NEW YORK (GenomeWeb News) – Synonymous SNPs that don't change the amino acid sequence encoded by a gene appear just as likely to influence human disease as non-synonymous SNPs that do, according to a paper appearing online recently in PLoS ONE by researchers from Stanford University and the Lucile Packard Children's Hospital.
"Most people ignore synonymous SNPs because they think that what could the importance be if it's not changing the amino acid in a protein," senior author Atul Butte, a biomedical informatics and pediatrics researcher at Stanford, told GenomeWeb Daily News.
"But at the same time, there are a lot of SNPs that show up in GWAS," he added, noting that such SNPs have been detected in coding regions as well as gene deserts.
Butte and his team brought together findings from some 2,100 studies to come up with a database representing more than 21,000 documented associations between SNPs and disease. When they scrutinized the frequency and effect sizes for nine different types of SNPs in this database, the researchers discovered that about as many synonymous genetic variants have been tied to disease as non-synonymous SNPs — with comparable effect sizes.
Although recent genome-wide association studies have uncovered thousands of SNPs associated with various common diseases, the researchers explained, it's unclear whether non-coding SNPs and synonymous coding SNPs have the same likelihood of influencing disease as non-synonymous coding SNPs that drastically alter a protein's amino acid sequence.
To explore this question, Butte and his co-workers incorporated and annotated data on 21,429 SNP-disease associations reported in 2,113 published studies. The data is housed in a database that also contains details about the disease being assessed, phenotype, population, and more.

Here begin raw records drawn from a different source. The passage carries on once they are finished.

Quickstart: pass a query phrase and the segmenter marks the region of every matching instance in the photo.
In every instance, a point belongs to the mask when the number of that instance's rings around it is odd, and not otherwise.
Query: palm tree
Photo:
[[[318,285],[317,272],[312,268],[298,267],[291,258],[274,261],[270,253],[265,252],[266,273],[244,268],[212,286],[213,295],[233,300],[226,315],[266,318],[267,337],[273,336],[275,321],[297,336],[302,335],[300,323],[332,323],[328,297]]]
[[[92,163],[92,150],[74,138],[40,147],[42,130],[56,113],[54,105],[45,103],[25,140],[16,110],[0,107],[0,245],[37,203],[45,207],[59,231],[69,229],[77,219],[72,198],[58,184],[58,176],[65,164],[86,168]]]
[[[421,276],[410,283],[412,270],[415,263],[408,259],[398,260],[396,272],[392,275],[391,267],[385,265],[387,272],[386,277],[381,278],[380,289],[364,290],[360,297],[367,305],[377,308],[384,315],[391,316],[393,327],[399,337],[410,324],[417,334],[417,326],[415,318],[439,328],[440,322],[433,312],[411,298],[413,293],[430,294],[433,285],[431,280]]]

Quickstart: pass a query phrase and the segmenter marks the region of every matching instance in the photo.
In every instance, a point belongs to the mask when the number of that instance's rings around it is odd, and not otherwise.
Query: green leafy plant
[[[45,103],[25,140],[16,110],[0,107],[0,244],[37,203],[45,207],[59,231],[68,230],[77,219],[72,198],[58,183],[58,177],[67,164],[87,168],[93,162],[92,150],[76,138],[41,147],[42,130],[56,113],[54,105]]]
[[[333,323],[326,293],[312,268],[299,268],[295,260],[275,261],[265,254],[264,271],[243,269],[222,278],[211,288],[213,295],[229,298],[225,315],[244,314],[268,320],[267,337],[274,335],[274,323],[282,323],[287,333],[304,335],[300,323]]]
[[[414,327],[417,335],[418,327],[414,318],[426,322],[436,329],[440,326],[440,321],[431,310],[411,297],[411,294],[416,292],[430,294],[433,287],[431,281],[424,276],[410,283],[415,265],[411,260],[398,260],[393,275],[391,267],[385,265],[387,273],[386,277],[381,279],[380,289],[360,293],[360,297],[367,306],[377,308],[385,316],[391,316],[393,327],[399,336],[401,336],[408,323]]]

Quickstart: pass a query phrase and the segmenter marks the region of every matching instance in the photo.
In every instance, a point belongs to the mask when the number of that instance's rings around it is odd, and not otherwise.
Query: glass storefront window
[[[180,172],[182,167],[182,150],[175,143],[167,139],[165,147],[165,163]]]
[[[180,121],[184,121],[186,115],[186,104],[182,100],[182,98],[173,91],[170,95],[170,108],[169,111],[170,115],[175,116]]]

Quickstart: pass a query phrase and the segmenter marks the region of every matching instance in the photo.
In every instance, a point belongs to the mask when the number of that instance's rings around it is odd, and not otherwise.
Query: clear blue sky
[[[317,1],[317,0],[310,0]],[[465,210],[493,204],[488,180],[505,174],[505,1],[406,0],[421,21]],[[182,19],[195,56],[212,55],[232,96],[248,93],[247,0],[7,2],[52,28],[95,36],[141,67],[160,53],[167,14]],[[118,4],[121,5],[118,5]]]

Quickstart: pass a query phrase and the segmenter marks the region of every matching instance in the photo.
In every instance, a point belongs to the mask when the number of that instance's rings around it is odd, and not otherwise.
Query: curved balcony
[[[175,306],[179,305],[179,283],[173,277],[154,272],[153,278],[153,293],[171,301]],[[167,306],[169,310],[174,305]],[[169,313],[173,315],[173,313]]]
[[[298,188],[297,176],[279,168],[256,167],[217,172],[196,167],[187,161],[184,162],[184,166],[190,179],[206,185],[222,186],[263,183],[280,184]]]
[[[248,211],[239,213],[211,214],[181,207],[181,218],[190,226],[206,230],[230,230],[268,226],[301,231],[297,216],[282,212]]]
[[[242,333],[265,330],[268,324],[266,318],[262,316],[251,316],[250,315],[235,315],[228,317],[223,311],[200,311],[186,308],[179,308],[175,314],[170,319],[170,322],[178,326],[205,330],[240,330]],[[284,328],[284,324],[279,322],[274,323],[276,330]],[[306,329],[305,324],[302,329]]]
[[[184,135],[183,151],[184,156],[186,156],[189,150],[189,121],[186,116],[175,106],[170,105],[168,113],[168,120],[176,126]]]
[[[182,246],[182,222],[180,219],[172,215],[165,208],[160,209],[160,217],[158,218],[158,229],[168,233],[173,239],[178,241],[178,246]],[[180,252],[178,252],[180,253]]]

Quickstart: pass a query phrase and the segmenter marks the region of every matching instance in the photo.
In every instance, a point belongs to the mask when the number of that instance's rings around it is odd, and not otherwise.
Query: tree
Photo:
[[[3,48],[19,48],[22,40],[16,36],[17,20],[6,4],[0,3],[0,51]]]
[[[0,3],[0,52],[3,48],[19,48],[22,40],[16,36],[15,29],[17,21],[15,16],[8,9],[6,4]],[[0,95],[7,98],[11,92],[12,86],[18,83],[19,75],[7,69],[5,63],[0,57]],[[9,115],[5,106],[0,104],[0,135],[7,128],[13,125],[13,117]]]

Using this information, the researchers were able to compare the frequency of different sorts of SNPs and their odds ratios, looking specifically at nonsense, non-synonymous, and synonymous SNPs, as well SNPs found in various parts of the genome, including 5'-UTRs, 3'-UTRs, UTR-adjacent areas and intronic and intergenic regions.
While nonsense SNPs producing premature stop codons were most often linked to disease, the team explained, they found similar association frequencies for non-synonymous and synonymous SNPs and for SNPs in 5'-UTR regions of the genome. They also found similar effect sizes for the synonymous and non-synonymous variants.
The team's analyses also indicated that variants in microRNA binding site sequences and other 3' untranslated regions may be an unappreciated source of disease-associated variants. In addition, they noted that SNPs in intronic parts of the genome may be relevant to disease — particularly those in the first intron, which appear to be more likely to harbor disease-associated variants than other introns.
Though they conceded that the synonymous SNPs don't necessarily represent causal variants, the researchers predict that focusing on nonsense and non-synonymous SNPs alone when doing functional studies following up on GWAS would overlook more than 90 percent of the variants linked to disease.
"Our results suggest that [synonymous SNPs] are just as likely to be involved in disease mechanisms, so we recommend that [synonymous SNPs] discovered from GWAS should also be examined with functional studies," the team wrote.
More research is needed to determine how synonymous SNPs could contribute to disease, Butte explained. But past studies suggest variants altering the type of codon designated by sequence can lead to changes in transfer RNAs binding, he noted, and synonymous changes could also affect RNA structure and/or stability.
"There are these theories, but it's really case examples right now," Butte said. He noted that his team is currently doing follow-up work looking at the role of specific synonymous SNPs in disease.